What the algorithm does is build a trellis, a special kind of graph. For every step `t` we calculate the most plausible sequence of events (a path through the trellis) which ends up with the system in each of the possible states. When we reach the end of the simulation, we take the most plausible state of the system and take the path that led to it as our estimate of what happened.
To avoid memory usage explosion, we do not actually store the paths themselves in the nodes of the trellis. Instead, in a node at tick `t`, we store a pointer to the previous node (at `t-1`) that led there. This is why we have to backtrack through the trellis to find the actual path:
local getpath = function(node) local r = {} repeat table.insert(r,1,node.state) node = node.prev until (not node) return r end local best_node = function(nodes) local r = {proba = -math.huge} for i=1,#nodes do if nodes[i].proba > r.proba then r = nodes[i] end end return r end local bestpath = getpath(best_node(trellis[L]))
To check if this work, let's take the actual system out of the box and calculate how much it looks like our estimate:
local ok = 0 for i=1,L do if S[i] == bestpath[i] then ok = ok + 1 end end print(100*ok/L)
The result I got with those parameters is 72% accuracy, to compare to what a naive random process would get (33%).
Let's go back to the title of this post: now that you know what it does, why is Viterbi's algorithm my favorite?
I admit that the elegance of the representation of the problem as a trellis is part of the reason, but mainly it's because of its implications.
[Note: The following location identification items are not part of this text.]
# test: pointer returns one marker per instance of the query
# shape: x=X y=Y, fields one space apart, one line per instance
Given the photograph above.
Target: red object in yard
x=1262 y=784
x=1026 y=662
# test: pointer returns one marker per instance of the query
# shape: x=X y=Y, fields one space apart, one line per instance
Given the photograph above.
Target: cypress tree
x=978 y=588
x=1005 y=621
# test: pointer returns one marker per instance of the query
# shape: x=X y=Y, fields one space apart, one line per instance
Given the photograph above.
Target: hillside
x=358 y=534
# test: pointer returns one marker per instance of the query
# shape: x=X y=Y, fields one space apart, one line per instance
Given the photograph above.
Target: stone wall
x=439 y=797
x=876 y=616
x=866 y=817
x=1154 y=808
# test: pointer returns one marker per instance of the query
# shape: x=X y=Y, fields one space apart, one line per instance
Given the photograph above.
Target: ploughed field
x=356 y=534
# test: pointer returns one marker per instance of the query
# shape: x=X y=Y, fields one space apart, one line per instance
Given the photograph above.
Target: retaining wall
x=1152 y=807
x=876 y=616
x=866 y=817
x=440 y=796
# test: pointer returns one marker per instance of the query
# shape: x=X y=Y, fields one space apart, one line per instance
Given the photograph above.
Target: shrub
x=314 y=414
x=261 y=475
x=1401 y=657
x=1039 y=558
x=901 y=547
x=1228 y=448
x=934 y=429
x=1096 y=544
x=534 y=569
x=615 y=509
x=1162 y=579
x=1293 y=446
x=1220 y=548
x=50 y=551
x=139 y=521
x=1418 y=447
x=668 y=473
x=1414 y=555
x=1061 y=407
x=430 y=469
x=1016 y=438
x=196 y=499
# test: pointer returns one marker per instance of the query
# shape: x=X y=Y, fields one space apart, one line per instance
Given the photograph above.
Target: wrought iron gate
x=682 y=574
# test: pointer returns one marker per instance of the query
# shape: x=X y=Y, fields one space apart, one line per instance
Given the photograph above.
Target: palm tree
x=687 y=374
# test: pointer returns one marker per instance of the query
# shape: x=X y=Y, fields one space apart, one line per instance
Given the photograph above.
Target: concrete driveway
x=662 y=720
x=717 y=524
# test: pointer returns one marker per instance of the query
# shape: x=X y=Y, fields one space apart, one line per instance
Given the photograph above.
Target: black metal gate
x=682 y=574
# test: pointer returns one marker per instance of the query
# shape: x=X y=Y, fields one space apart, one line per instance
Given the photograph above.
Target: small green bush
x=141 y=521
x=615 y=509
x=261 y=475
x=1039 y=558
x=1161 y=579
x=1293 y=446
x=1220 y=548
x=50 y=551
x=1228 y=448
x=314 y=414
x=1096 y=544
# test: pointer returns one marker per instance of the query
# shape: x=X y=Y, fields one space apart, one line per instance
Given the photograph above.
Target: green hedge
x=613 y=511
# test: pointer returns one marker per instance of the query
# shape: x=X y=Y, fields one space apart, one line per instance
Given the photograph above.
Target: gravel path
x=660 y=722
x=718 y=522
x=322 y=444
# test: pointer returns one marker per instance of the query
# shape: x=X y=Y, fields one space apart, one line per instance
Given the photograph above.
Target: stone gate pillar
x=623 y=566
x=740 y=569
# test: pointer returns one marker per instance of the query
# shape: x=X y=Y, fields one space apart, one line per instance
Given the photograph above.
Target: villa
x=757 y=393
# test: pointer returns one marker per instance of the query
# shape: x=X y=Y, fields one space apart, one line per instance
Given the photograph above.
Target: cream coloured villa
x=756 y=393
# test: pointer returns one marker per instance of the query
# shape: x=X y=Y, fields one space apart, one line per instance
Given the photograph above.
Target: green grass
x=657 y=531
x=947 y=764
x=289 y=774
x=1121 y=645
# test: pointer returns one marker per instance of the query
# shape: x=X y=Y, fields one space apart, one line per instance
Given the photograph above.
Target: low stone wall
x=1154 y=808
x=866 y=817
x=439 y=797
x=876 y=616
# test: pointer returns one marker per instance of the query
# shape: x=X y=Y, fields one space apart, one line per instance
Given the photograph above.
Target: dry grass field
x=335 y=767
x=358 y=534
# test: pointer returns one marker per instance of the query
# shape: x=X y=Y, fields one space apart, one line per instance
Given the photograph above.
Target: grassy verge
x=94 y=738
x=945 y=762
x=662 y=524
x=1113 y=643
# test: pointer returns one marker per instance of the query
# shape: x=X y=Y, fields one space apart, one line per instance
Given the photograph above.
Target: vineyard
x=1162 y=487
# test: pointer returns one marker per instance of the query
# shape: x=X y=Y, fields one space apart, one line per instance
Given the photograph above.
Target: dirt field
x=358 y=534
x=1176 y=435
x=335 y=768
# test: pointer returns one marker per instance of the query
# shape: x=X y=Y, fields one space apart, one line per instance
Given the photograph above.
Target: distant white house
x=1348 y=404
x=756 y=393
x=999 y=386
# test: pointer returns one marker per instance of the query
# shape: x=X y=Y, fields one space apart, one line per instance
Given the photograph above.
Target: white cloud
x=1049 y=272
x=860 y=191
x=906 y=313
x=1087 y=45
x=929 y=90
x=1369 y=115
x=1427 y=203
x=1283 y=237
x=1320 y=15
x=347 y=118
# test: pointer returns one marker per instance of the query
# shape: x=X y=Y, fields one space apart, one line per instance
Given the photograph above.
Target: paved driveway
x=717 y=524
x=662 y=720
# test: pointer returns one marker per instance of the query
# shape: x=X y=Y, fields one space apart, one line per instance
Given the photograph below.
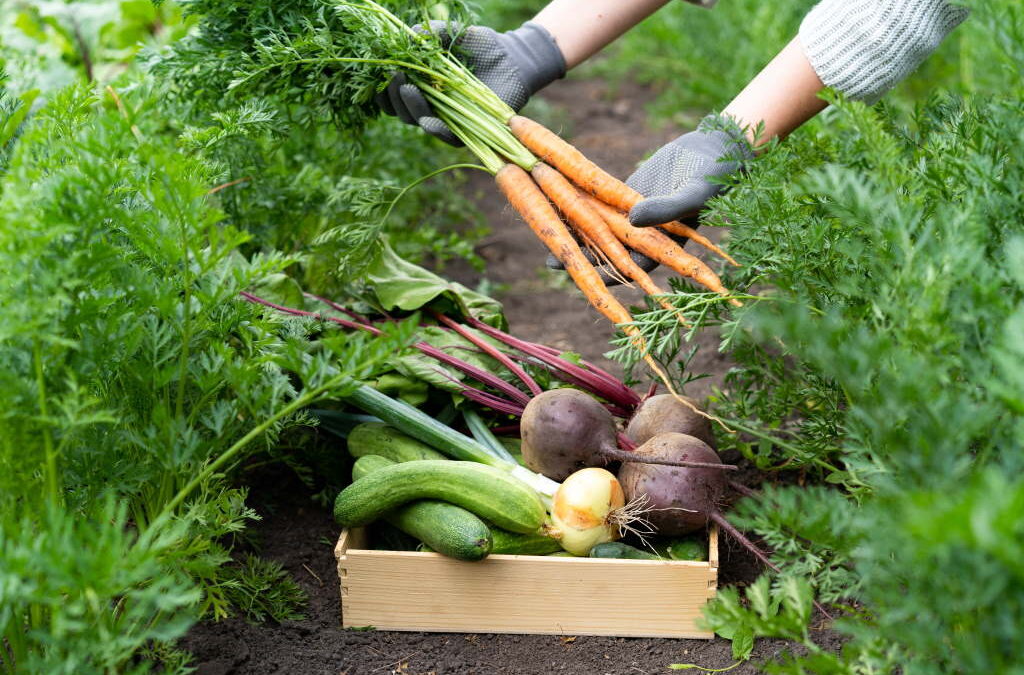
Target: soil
x=541 y=306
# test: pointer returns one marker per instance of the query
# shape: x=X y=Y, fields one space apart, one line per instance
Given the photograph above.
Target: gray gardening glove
x=515 y=65
x=678 y=179
x=675 y=180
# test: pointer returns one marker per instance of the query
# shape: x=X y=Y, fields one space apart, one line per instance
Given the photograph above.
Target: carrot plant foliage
x=131 y=380
x=882 y=356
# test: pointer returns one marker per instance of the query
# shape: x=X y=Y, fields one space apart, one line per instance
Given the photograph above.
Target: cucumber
x=515 y=544
x=687 y=549
x=488 y=493
x=441 y=526
x=379 y=438
x=620 y=550
x=444 y=528
x=417 y=423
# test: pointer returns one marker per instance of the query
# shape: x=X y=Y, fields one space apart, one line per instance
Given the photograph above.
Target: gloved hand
x=514 y=65
x=675 y=180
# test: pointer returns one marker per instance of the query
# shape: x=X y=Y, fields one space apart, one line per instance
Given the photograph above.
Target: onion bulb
x=585 y=508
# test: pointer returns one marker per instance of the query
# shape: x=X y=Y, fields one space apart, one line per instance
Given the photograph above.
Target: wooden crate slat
x=397 y=590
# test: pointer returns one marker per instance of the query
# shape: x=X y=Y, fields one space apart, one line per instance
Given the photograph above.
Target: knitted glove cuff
x=864 y=47
x=536 y=54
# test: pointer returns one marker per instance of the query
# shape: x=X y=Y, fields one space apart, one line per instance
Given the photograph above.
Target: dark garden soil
x=540 y=306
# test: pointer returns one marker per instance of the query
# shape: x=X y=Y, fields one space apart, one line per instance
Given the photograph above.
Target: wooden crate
x=410 y=591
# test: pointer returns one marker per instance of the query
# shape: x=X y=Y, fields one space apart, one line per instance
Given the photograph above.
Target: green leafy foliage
x=881 y=355
x=133 y=380
x=299 y=139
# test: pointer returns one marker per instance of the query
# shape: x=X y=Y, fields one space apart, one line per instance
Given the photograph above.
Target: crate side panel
x=524 y=594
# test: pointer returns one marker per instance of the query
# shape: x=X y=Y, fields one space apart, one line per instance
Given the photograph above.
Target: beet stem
x=597 y=380
x=478 y=374
x=626 y=443
x=492 y=351
x=623 y=456
x=339 y=307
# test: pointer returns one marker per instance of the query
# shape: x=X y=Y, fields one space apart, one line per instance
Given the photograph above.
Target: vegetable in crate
x=444 y=528
x=666 y=413
x=620 y=550
x=564 y=430
x=681 y=500
x=385 y=440
x=587 y=510
x=489 y=493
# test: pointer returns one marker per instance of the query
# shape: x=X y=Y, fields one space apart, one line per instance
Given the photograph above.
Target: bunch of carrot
x=560 y=194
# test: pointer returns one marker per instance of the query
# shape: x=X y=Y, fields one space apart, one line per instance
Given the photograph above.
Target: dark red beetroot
x=564 y=430
x=681 y=499
x=666 y=413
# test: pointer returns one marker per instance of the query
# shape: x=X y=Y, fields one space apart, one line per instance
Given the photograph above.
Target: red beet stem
x=492 y=351
x=339 y=307
x=593 y=378
x=478 y=374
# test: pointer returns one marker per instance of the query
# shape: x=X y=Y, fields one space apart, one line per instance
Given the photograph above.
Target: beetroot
x=666 y=413
x=564 y=430
x=681 y=499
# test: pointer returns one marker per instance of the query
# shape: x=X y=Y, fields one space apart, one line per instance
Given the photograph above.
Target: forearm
x=782 y=95
x=582 y=28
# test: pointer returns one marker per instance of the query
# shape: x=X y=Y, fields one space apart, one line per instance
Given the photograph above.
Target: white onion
x=584 y=508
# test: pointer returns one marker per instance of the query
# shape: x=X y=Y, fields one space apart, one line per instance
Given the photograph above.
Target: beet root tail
x=622 y=456
x=754 y=549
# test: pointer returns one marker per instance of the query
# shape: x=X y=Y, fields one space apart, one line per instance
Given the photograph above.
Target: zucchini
x=687 y=549
x=385 y=537
x=487 y=492
x=379 y=438
x=620 y=550
x=420 y=425
x=441 y=526
x=515 y=544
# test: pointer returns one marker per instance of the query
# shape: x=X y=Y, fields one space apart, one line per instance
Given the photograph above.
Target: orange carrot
x=658 y=246
x=573 y=165
x=527 y=199
x=679 y=229
x=589 y=223
x=550 y=148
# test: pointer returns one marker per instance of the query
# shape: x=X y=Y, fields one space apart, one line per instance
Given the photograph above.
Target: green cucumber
x=512 y=543
x=443 y=528
x=620 y=550
x=687 y=549
x=488 y=493
x=380 y=438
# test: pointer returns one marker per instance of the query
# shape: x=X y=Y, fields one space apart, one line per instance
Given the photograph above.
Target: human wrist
x=536 y=55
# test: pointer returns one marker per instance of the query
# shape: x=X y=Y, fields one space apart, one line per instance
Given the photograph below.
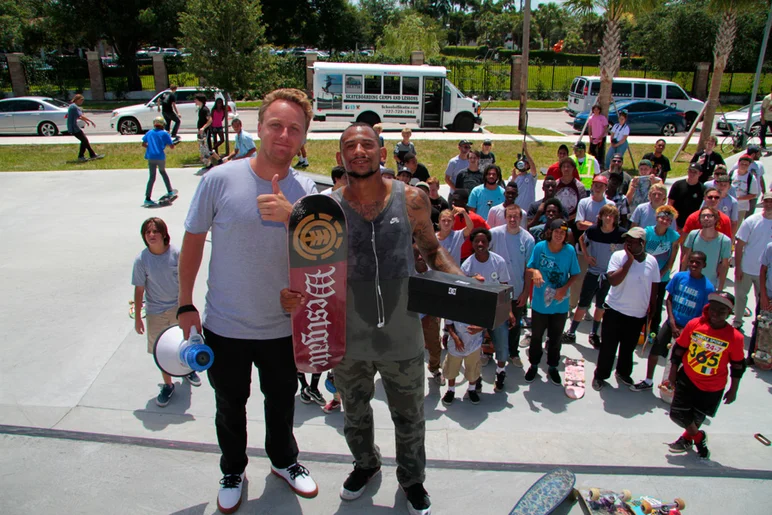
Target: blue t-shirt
x=660 y=247
x=556 y=270
x=688 y=296
x=156 y=140
x=483 y=199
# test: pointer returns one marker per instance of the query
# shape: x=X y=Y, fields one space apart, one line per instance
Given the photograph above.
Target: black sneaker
x=627 y=381
x=702 y=446
x=680 y=445
x=354 y=485
x=568 y=338
x=642 y=386
x=554 y=376
x=499 y=384
x=418 y=502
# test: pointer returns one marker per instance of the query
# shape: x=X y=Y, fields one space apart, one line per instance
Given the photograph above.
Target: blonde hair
x=292 y=95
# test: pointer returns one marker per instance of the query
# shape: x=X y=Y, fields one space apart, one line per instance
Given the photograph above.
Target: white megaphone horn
x=177 y=356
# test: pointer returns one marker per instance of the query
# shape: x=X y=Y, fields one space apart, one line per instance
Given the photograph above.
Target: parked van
x=374 y=93
x=583 y=94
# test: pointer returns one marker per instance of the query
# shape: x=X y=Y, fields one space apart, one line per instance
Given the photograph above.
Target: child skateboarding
x=155 y=143
x=708 y=350
x=155 y=278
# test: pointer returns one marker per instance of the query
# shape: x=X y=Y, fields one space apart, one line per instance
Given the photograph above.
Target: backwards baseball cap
x=639 y=233
x=722 y=297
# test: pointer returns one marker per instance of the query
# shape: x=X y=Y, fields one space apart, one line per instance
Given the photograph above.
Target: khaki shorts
x=155 y=325
x=472 y=368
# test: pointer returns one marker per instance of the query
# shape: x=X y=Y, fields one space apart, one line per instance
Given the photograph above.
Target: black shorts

Think about it: fundamentally it is an algorithm that allows a machine to explain what it observes. Isn't that crazy?
Yes, it is. And because of that it has a whole range of applications, from advanced orthographic correction and speech-to-text to the decoding of convolutional codes used in voice codecs. And I suspect its potential has not been fully exploited yet.